Global investors received a stark reminder of how quickly inflation concerns and oil market volatility can return, after US President Donald Trump announced on Wednesday that the interim agreement with Iran to end the war 'is over'.

Inflation-sensitive assets such as bonds and gold retreated as oil prices surged about 5 percent on Wednesday, with markets remaining volatile during Thursday's trading, according to Reuters.

Anika Gupta, head of macroeconomic research at WisdomTree, said it was a 'strong wake-up call for markets'. She added that expectations had pointed to 'oil starting to flow back into markets, and inflation expectations likely declining'.

Everyone is watching oil prices

Oil prices were the first assets affected, jumping as much as 6 percent on Wednesday to their highest in two weeks, following Trump's comments.

However, Brent crude futures, hovering around $78 a barrel, remain far from the $120-plus levels reached over two months from mid-March, which pushed policymakers to confront record inflation levels.

Prices fell quickly after the US and Iran signed a preliminary memorandum of understanding in June, which reopened the Strait of Hormuz, allowing oil flows to resume from tankers that had been stuck in the Gulf, and creating a limited supply surplus.

The key question remains: where will prices go after this slight surplus recedes?

Ships in the Strait of Hormuz as seen from Musandam, Oman (Reuters)

Clinging to hope

These developments came at a sensitive time for stocks, as doubts began to grow about the future of the artificial intelligence sector, with investors questioning whether companies that made billions from AI chips and models will sustain that performance if supply chains improve or demand falls short of expectations.

Since the Nasdaq hit its all-time high on June 1, memory chip stocks have undergone a sharp correction. The memory chip ETF fell about 9 percent, while the Philadelphia Semiconductor Index dropped 3 percent.

In contrast, markets less tied to AI performed much better; the S&P 500, excluding the outsized impact of the largest stocks, rose more than 1.5 percent, while the European STOXX 500, which has limited exposure to AI stocks, climbed 2.4 percent.

Bond yields rise

Bond yields jumped following Trump's comments, influenced by higher oil prices, as markets raised their inflation expectations and investors braced for possible interest rate hikes, reversing the retreat in tightening bets seen in recent weeks.

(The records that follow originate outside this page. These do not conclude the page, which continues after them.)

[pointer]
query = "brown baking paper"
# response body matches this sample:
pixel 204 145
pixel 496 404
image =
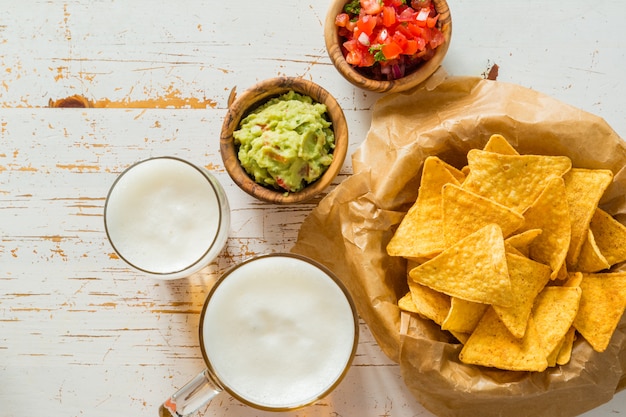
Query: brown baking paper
pixel 350 228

One-year euro zone inflation expectations rose by 25 basis points over two days to 2.12 percent. Traders also began pricing in additional monetary tightening by the European Central Bank of about 35 basis points this year, compared with 25 basis points on Tuesday.

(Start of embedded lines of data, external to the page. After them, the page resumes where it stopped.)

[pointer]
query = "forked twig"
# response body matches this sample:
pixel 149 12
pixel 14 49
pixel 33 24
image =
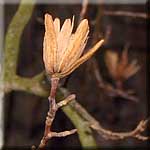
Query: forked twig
pixel 108 134
pixel 53 107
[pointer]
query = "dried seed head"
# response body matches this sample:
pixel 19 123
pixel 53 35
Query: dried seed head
pixel 62 49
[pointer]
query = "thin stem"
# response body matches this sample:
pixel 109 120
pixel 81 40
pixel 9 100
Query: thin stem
pixel 51 113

Trader working on the floor of the New York Stock Exchange (AP)

Meanwhile, markets priced in 36 basis points of tightening by the Federal Reserve and 32 basis points by the Bank of England, according to LSEG data on the fed funds market.

Despite this, markets still expect US consumer price inflation to be around 2.21 percent over the next year, well down from the 4.2 percent level recorded in May.

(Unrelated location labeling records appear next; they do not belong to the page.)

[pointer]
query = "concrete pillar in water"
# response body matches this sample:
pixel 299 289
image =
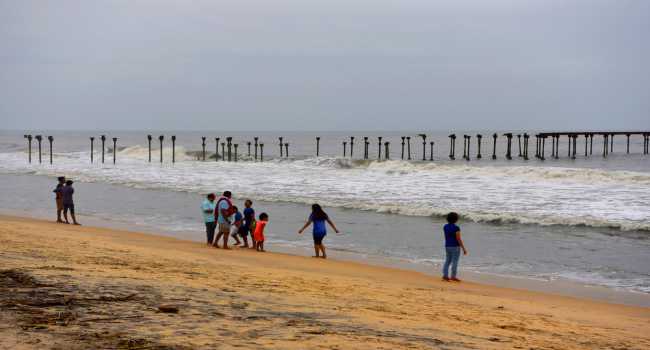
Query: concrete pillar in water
pixel 526 137
pixel 92 151
pixel 103 138
pixel 29 147
pixel 424 146
pixel 161 138
pixel 50 139
pixel 173 148
pixel 379 148
pixel 216 149
pixel 408 147
pixel 149 140
pixel 509 146
pixel 387 150
pixel 365 147
pixel 229 140
pixel 114 148
pixel 452 146
pixel 203 146
pixel 39 138
pixel 255 139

Short-term bonds, most sensitive to interest rate expectations, were the most affected by market moves.

German and British two-year bond yields rose more than 10 basis points on Wednesday, hitting their highest in less than a month. In the US, an energy-exporting country, the reaction was more muted, with two-year yields rising just 4 basis points.

Volatility resurgence

After a long period of relative calm in recent months, Wednesday’s developments pushed many volatility indicators higher.

The VIX, known as the 'fear index', returned to pre-war levels by early June, aside from a limited spike due to concerns over high-performing tech stocks.

The same applies to bond and currency volatility indices, which had been declining almost continuously in recent weeks before rising on Wednesday.

The only exceptions were equity indices with heavy exposure to the chip sector, such as South Korea and Taiwan, where volatility levels reached record highs.

Employee placing gold bars in the vault of the National Bank of Kazakhstan in Almaty (Reuters)

Gold loses some luster

Gold prices have fallen 23 percent from their level before the war broke out, despite having surged about 70 percent over the previous six months, as central banks, institutional investors, and retail traders flocked to buy the precious metal.

After a slight rise since the start of July, gold has almost returned to the beginning of the month, falling 0.7 percent on Wednesday to around $4,090 per ounce by Thursday.

Gold, usually seen as a safe haven and inflation hedge, initially rose with the outbreak of the Iran war, but quickly dropped sharply.

Instead of safe-haven flows, investors focused on the strength of the dollar and the increased likelihood of central banks raising interest rates, putting more pressure on gold prices.